The Political Communities in World History core module challenges students to understand political history through its most important concepts, such as states, power, identity, and conflict. Taught by means of two lectures and one discussion group a week, the module proceeds on a broad chronological basis, introducing students to some crucial structures in the history of political formations – from the complex early states of medieval Europe to the persistence of monarchy across the modern world – and to moments of decisive change in the form of rebellions, revolutions, and wars.

Module will run

Occurrence Teaching period
A Semester 1 2023-24

Module aims

The aims of this module are:

  • To help students understand a broad sweep of political history over the past 1500 years;
  • To encourage students to explore a wide range of chronologies and approaches to political history, both Western and non-Western, across time and place;
  • To familiarize students with the ways in which historians understand political developments in past societies;
  • To introduce students to many of the different areas of study available to them in Stages 2 and 3.

Module learning outcomes

Students who complete this module successfully will have:

  • Acquired a broad knowledge of, and some of the scholarship relating to, political history in Western and non-Western societies;
  • Demonstrated an ability to analyse critically, and make connections between, focussed studies from across time and place;
  • Practised core skills necessary to a history degree, notably note-taking, critical analysis, and the ability to form arguments orally and in writing, through effective contributions to discussion group activities, essay-writing, and group work
  • Demonstrated understanding of, and the ability to construct arguments about, political changes and continuities.

Module content

Students will attend a 1-hour briefing in week 1, then two lectures and a 1-hour discussion group in each of weeks 2-4, 6-8 and 10-11. Weeks 5 & 9 are Reading and Writing Weeks (RAW). Students prepare for and participate in sixteen lectures and eight discussion groups in all.

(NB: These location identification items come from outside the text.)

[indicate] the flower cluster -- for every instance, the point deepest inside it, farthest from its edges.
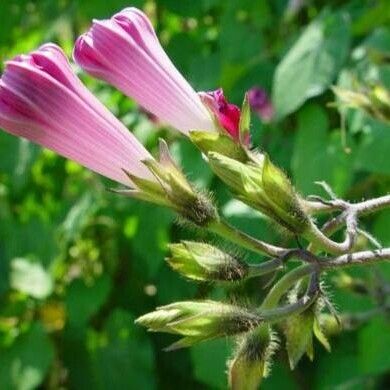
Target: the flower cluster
(42, 100)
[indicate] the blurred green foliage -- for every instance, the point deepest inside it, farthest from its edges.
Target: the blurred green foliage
(78, 263)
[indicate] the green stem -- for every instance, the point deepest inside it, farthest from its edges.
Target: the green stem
(230, 233)
(264, 268)
(282, 312)
(284, 284)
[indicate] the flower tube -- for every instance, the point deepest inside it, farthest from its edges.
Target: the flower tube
(42, 100)
(125, 52)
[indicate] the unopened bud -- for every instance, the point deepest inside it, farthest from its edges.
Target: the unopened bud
(263, 186)
(252, 359)
(208, 141)
(173, 190)
(201, 261)
(199, 320)
(298, 331)
(347, 282)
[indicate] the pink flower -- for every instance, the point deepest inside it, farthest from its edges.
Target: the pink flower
(228, 114)
(42, 100)
(260, 103)
(125, 52)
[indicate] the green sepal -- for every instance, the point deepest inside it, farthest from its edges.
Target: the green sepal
(200, 261)
(298, 331)
(280, 191)
(251, 362)
(208, 141)
(200, 320)
(245, 122)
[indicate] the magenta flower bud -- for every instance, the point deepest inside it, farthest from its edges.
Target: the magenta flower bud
(125, 52)
(227, 114)
(260, 103)
(41, 99)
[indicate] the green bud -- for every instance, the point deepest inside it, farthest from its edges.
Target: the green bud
(329, 325)
(252, 360)
(375, 100)
(280, 190)
(245, 122)
(261, 185)
(298, 331)
(208, 141)
(201, 261)
(173, 190)
(199, 320)
(345, 281)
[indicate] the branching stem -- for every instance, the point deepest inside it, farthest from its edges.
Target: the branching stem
(230, 233)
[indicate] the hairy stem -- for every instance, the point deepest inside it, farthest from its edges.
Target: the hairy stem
(320, 240)
(285, 283)
(230, 233)
(264, 268)
(365, 207)
(303, 303)
(362, 258)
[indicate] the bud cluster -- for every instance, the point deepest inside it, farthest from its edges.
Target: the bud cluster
(199, 320)
(173, 190)
(263, 186)
(252, 358)
(200, 261)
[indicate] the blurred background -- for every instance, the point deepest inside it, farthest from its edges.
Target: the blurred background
(78, 264)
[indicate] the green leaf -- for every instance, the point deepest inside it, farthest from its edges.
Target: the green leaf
(312, 63)
(319, 155)
(24, 364)
(30, 278)
(372, 152)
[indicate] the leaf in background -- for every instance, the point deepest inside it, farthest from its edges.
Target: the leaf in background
(152, 235)
(209, 361)
(339, 369)
(84, 301)
(312, 62)
(125, 360)
(372, 154)
(24, 364)
(298, 330)
(374, 341)
(318, 155)
(78, 217)
(30, 278)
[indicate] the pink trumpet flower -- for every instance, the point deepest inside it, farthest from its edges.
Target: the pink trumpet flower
(227, 114)
(41, 99)
(125, 52)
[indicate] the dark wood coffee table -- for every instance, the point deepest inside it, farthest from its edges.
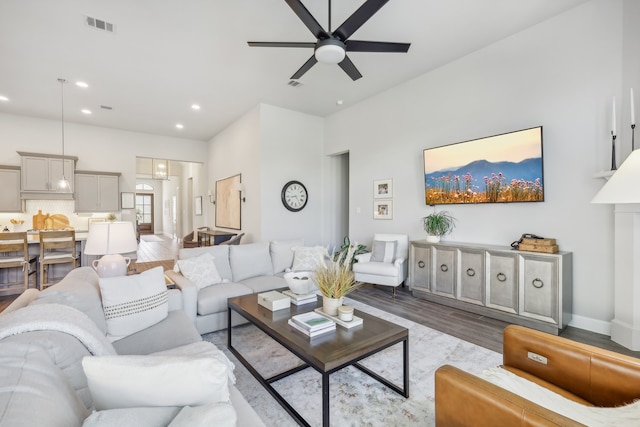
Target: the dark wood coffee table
(327, 353)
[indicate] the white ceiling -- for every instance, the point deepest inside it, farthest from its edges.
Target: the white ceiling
(166, 55)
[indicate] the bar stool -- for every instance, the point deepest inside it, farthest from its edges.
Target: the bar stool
(56, 247)
(14, 253)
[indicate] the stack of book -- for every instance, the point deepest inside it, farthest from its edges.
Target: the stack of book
(312, 324)
(298, 299)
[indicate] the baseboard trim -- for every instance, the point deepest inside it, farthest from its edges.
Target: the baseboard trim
(590, 324)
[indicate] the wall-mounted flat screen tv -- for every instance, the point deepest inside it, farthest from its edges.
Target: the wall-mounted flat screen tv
(497, 169)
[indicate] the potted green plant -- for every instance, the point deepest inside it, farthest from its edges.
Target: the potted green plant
(437, 225)
(335, 279)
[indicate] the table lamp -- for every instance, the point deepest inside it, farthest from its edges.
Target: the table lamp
(111, 239)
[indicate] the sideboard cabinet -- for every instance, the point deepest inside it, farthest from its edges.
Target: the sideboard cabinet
(526, 288)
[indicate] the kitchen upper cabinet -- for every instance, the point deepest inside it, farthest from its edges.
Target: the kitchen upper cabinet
(41, 173)
(10, 190)
(97, 191)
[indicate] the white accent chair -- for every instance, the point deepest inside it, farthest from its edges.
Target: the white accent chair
(384, 273)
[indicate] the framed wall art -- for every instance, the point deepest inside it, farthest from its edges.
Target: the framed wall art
(383, 209)
(383, 189)
(228, 205)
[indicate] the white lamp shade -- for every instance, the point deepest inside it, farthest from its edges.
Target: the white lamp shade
(624, 185)
(111, 238)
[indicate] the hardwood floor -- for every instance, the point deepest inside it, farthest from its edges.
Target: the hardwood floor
(477, 329)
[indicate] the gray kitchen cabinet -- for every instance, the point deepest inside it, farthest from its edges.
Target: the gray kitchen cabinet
(41, 173)
(526, 288)
(10, 191)
(97, 191)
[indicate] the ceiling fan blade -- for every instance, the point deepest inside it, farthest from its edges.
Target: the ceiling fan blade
(367, 46)
(306, 67)
(359, 17)
(307, 18)
(351, 70)
(281, 44)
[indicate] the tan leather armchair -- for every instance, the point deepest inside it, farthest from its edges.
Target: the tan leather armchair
(583, 373)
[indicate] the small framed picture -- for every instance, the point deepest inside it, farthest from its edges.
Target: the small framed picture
(197, 206)
(383, 209)
(383, 189)
(127, 200)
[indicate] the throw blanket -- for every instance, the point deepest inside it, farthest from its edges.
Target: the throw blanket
(57, 317)
(628, 415)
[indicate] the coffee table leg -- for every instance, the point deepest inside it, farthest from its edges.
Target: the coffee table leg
(325, 400)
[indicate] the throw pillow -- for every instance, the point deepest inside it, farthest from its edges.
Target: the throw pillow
(307, 258)
(133, 303)
(141, 381)
(383, 251)
(200, 270)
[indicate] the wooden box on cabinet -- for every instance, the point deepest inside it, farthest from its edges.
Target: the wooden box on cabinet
(530, 289)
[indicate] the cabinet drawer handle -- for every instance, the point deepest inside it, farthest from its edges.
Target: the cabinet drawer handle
(537, 283)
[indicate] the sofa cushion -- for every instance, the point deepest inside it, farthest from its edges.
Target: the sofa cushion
(307, 258)
(220, 254)
(133, 303)
(201, 270)
(264, 283)
(34, 391)
(250, 260)
(138, 417)
(383, 251)
(282, 254)
(143, 381)
(80, 290)
(214, 298)
(175, 330)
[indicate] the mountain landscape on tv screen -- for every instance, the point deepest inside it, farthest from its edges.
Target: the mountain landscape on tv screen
(482, 181)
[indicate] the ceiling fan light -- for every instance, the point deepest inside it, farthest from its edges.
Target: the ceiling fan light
(330, 54)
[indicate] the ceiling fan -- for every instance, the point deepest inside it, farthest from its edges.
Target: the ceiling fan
(331, 47)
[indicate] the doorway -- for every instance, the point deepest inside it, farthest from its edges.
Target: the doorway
(144, 212)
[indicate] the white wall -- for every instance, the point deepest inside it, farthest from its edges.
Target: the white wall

Lecture and discussion group topics are subject to variation, but are likely to include the following:

Block 1. Cities, kingdoms, and empires

Lectures:
Political Organization in the Medieval World
Political Organization in the Early Modern World
The Age of Revolutions?
Power in the Modern City

Discussion groups:
What made the state different from other forms of political organisation?
How has “the political” been defined?

Block 2. Power and legitimacy

Lectures:
Political Ideals in the Medieval World
Kingship and Government in the Early-Modern World
Encountering the Nation State
Democracy and Authoritarianism

Discussion groups:
How has power been legitimized?
How should states interact with each other?

Block 3. Nations, communities and identities

Lectures:
Political Identities in the medieval world
Political identities in the early modern world
The birth of mass nationalism
Community beyond the nation

Discussion groups;
How have race, ethnicity, and religion become political identities?
How useful is "nationality" as a category of historical analysis?

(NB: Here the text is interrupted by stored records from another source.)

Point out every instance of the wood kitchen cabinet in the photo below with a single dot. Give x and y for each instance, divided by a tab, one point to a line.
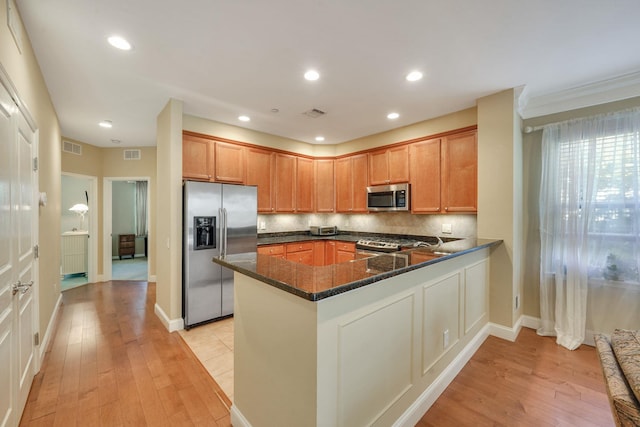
229	162
204	159
425	176
345	251
389	166
285	183
324	185
197	158
351	184
444	175
272	250
259	172
459	162
329	252
319	252
304	185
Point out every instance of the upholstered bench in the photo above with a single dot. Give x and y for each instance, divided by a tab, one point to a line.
620	360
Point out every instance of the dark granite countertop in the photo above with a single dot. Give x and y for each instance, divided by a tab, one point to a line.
316	283
351	236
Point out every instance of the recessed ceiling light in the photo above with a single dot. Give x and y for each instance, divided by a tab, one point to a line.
414	76
119	43
312	75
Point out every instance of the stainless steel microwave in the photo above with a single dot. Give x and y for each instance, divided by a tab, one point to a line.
388	197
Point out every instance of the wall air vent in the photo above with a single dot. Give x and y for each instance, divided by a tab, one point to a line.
314	113
71	147
132	154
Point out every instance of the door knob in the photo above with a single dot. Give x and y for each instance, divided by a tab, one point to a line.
23	288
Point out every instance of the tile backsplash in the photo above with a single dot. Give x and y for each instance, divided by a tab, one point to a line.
389	222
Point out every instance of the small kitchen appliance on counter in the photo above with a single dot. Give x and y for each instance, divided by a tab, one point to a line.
323	230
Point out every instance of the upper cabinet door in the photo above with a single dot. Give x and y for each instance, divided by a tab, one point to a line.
229	160
260	166
359	182
398	159
304	185
378	168
425	176
197	158
344	184
389	166
460	172
325	185
285	183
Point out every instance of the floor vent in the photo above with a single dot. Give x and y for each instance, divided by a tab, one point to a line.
132	154
71	147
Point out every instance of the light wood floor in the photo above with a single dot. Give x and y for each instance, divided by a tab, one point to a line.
532	382
111	363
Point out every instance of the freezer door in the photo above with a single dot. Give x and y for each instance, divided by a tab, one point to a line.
240	204
202	284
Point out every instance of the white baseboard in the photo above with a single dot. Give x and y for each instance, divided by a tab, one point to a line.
237	419
412	415
44	342
535	323
171	324
504	332
531	322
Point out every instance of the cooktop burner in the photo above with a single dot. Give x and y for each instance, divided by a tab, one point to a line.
378	245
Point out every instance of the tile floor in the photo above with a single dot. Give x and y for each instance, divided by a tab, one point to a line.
213	346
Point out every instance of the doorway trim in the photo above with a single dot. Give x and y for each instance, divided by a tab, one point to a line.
107	224
92	276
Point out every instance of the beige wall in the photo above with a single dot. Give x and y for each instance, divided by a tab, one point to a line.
499	199
599	318
109	163
457	120
24	73
169	215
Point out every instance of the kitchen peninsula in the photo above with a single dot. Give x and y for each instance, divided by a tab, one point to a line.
365	342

Block 4. Conflict and change

Lectures:
Lecture 1: Conflict and change in the medieval world
Lecture 2: Rebellion and revolution in the early modern world
Lecture 3: Revolutions and turning-points
Lecture 4: War and the modern public

Discussion groups:
What counts as a war?
Revolutions and continuities

Indicative assessment

Task % of module mark
Online Exam -less than 24hrs (Centrally scheduled) 100

Special assessment rules

None

Additional assessment information

For formative assessment work, students will produce a 1500-word essay in week 9.

For summative assessment, students will complete an Open Exam in the assessment period.

Indicative reassessment

Task % of module mark
Online Exam -less than 24hrs (Centrally scheduled) 100

Module feedback

Following their formative assessment task, students will receive written feedback that will include comments and a mark within 10 working days of submission.

Work will be returned to students in their Discussion groups and may be supplemented by the tutor giving some oral feedback to the whole group. All students are encouraged, if they wish, to discuss the feedback on their procedural work during their lecturers’ student hours. For more information, see the Statement on Feedback.

For summative assessment tasks, students will receive their provisional mark and written feedback within 25 working days of the submission deadline. The lecturer will then be available during student hours for follow-up guidance if required. For more information, see the Statement of Assessment.

Indicative reading

For semester-time reading, please refer to the module VLE site. Before the course starts, we encourage you to look at the following items of preliminary reading:

  • Jane Burbank and Frederick Cooper, Empires in World History: Power and the Politics of Difference (Princeton: Princeton University Press, 2010).
  • Azar Gat, War in Human in Civilization (Oxford: Oxford University Press, 2006).



The information on this page is indicative of the module that is currently on offer. The University constantly explores ways to enhance and improve its degree programmes and therefore reserves the right to make variations to the content and method of delivery of modules, and to discontinue modules, if such action is reasonably considered to be necessary. In some instances it may be appropriate for the University to notify and consult with affected students about module changes in accordance with the University's policy on the Approval of Modifications to Existing Taught Programmes of Study.